There was no doubt about the tears in her eyes now. She bent swiftly and kissed Kil on his immobile lips. Then she turned; and the old man led her away, down into the shadowy, motionless crowd on the terrace, and out of sight.
For a little while there was nothing. And then, like a sigh sweeping in from the sea, life and motion came back to everything and everyone. The fire flickered again and a wave, poised high against the cliffs of the gorge, fell back with a crash of water. The drummer's sticks finished their rolls; the diver dropped.

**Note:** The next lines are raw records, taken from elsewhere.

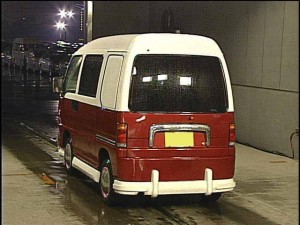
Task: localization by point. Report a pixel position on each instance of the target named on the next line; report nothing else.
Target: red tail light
(121, 135)
(231, 134)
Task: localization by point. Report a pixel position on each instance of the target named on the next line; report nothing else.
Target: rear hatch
(178, 102)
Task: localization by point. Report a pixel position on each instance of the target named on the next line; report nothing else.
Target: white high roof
(164, 43)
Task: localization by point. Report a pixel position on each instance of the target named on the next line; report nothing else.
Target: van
(149, 114)
(21, 47)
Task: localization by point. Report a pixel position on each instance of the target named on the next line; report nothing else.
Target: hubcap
(105, 182)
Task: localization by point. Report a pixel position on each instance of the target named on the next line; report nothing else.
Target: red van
(150, 114)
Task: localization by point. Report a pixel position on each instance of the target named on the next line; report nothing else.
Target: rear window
(177, 83)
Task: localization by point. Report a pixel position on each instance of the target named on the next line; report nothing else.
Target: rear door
(178, 101)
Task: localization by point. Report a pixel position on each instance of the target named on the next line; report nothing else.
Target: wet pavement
(37, 190)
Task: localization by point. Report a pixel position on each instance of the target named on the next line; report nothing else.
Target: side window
(111, 81)
(90, 75)
(72, 74)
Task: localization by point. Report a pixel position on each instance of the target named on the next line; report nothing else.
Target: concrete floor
(267, 186)
(267, 189)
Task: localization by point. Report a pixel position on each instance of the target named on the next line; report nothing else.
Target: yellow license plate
(179, 139)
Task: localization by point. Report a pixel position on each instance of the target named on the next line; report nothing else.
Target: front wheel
(106, 182)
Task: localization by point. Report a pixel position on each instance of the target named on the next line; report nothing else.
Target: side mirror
(57, 85)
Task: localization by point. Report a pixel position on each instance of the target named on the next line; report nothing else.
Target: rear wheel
(106, 182)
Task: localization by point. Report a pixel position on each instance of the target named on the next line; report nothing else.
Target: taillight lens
(121, 135)
(231, 134)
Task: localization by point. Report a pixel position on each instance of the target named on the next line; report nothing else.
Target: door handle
(75, 105)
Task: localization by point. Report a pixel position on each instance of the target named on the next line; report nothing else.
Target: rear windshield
(177, 83)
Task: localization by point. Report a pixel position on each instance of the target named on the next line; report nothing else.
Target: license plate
(179, 139)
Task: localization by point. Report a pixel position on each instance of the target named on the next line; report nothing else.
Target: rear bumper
(156, 187)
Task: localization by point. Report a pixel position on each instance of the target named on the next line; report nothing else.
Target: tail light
(231, 134)
(121, 135)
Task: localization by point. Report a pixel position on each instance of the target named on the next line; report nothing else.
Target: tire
(106, 183)
(212, 198)
(68, 157)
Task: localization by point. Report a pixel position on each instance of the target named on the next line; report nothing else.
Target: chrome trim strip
(178, 127)
(106, 140)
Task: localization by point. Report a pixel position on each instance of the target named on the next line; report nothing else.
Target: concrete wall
(120, 17)
(260, 40)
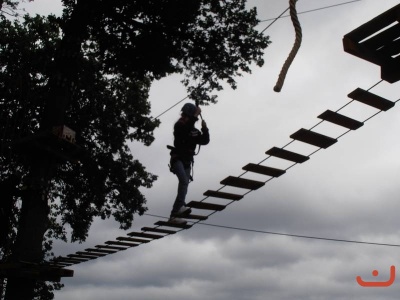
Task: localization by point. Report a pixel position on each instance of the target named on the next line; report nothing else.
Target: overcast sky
(348, 191)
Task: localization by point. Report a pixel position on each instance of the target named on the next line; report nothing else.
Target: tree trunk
(35, 209)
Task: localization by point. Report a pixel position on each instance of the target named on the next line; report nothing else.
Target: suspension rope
(296, 46)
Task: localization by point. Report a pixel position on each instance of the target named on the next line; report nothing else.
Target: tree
(91, 70)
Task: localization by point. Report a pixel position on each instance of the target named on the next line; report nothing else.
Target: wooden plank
(110, 247)
(101, 251)
(217, 194)
(172, 224)
(383, 38)
(242, 183)
(196, 217)
(145, 235)
(73, 260)
(288, 155)
(87, 257)
(120, 244)
(340, 120)
(376, 41)
(205, 205)
(264, 170)
(376, 24)
(391, 49)
(133, 240)
(91, 253)
(371, 99)
(313, 138)
(159, 230)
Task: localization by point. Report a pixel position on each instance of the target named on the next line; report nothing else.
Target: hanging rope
(296, 46)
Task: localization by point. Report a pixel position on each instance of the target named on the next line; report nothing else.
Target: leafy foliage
(107, 54)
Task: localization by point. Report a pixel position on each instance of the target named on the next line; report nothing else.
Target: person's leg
(183, 174)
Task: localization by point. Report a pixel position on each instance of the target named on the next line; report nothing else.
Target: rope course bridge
(375, 42)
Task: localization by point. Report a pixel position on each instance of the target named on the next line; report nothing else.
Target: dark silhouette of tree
(91, 70)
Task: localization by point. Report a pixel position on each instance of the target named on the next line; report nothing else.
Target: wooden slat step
(223, 195)
(171, 224)
(61, 264)
(196, 217)
(86, 257)
(340, 120)
(133, 240)
(313, 138)
(70, 260)
(264, 170)
(101, 251)
(145, 235)
(371, 99)
(110, 247)
(242, 183)
(91, 253)
(205, 205)
(288, 155)
(159, 230)
(121, 244)
(72, 256)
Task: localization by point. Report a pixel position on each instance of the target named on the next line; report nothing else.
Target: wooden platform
(378, 41)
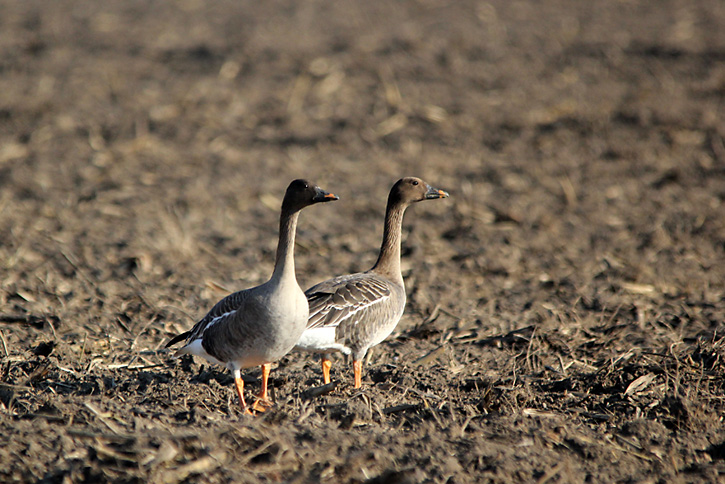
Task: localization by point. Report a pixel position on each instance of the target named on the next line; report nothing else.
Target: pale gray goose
(352, 313)
(259, 325)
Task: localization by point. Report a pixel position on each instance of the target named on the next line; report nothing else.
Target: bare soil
(565, 321)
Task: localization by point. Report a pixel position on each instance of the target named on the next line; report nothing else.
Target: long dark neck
(284, 264)
(388, 263)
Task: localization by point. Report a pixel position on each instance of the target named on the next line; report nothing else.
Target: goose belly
(320, 340)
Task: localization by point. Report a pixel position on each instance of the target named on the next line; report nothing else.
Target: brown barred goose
(353, 313)
(259, 325)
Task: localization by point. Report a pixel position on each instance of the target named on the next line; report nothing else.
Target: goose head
(411, 189)
(302, 193)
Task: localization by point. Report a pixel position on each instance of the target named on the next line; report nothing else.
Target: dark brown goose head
(302, 193)
(411, 189)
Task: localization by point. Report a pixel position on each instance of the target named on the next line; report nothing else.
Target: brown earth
(565, 315)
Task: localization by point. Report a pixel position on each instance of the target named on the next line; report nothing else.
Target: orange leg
(357, 370)
(263, 401)
(239, 384)
(326, 365)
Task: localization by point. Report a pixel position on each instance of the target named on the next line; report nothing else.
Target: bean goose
(352, 313)
(259, 325)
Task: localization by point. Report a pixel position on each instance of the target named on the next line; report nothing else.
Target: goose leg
(357, 370)
(239, 385)
(326, 365)
(263, 402)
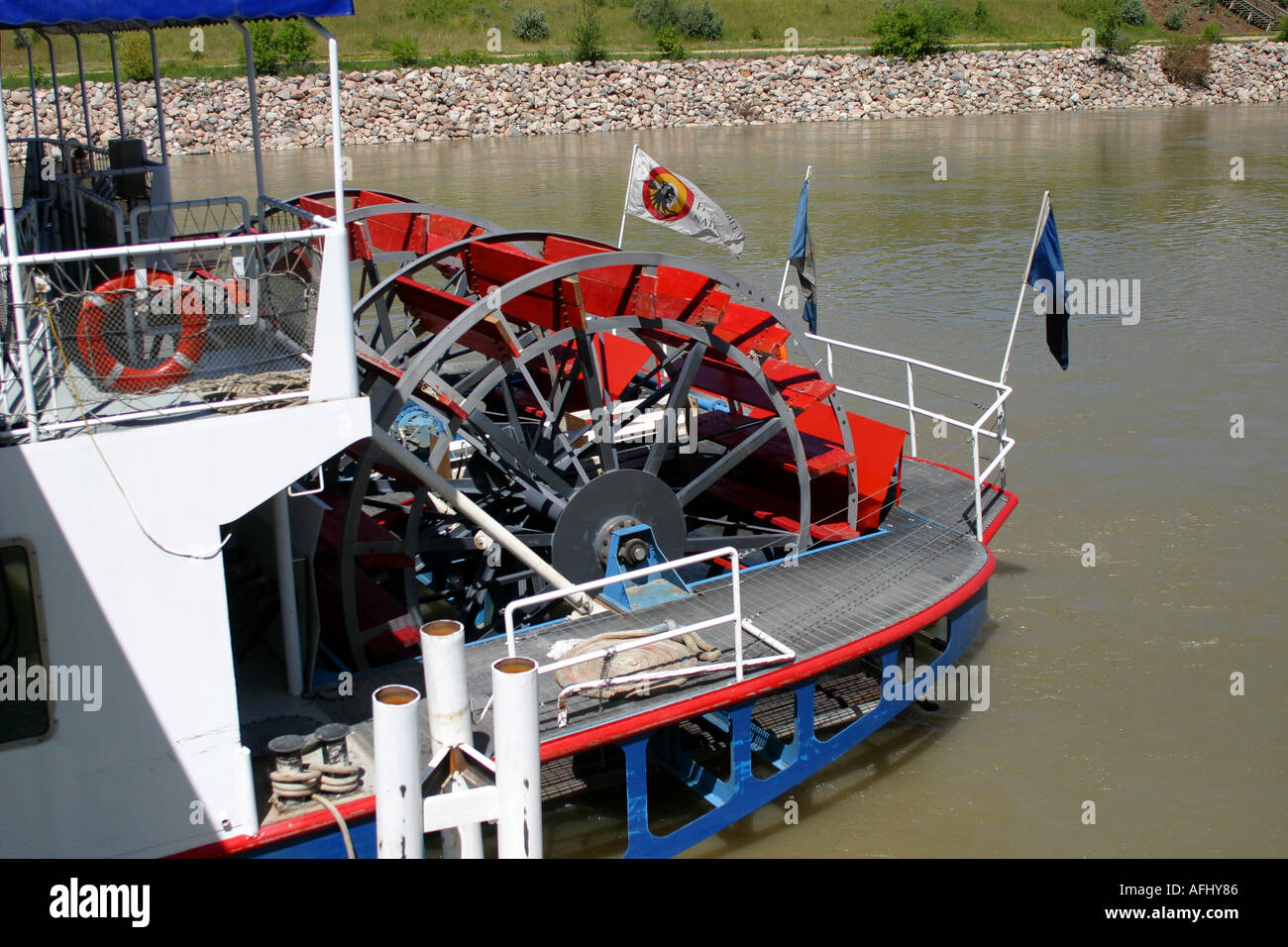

He splashed into the water and a moment later reappeared, his head breaking the surface, small and sleekly dark in the firelight. Applause mounted. Couples moved out on the floor, and the orchestra began to play a dance tune in counterpoint.
And at his table, Kil, able once more to move and speak, but facing an empty chair and an untouched drink, sat like a stone.
Sat like a stone. . . .
". . . on good authority. News of the past six hours mirrors no increase in general stability, rather a slight falling off of sixteen thousandths of one per cent, according to the latest estimate of Files, published forty minutes ago by World Police Headquarters at Duluth, Lake Superior Region. This is a variation quite within normal limits and the Police are not unduly concerned.
"Around the globe, there has been a minor outbreak of colds in North Berlin and the area has been quarantined, although local health control groups expect to have the matter well in hand within twelve hours. Present residents of the area have been advised that if they will present their Keys at any transportation checkpoint, they will automatically be reset to allow them an extra twelve hours stay within the area. In Tokyo, a riot flared briefly in the Slum Area as one faction of Unstabs met in pitched battle with another. Local authorities quickly restored order, but they have requested the World Police to investigate
"At Police Headquarters in Duluth, an official denial was issued today in answer to the rumor that Files has advised a tightening of residence limits for any single location. The rumor, as it reached this news office, predicted that residence limits for all Stabs, Classes A, B, and C, would be cut in half; and all Unstabs reduced uniformly to one week's time in any single area. 'Not only has Files not volunteered a recommendation for such a change,' said Hagar Kai, present six-month head of World Police, today, 'but we have advanced the question on a hypothetical basis and Files has responded negatively.' The World Union of Astrophysicists is meeting in Buenos Aires today; and elsewhere in the world—"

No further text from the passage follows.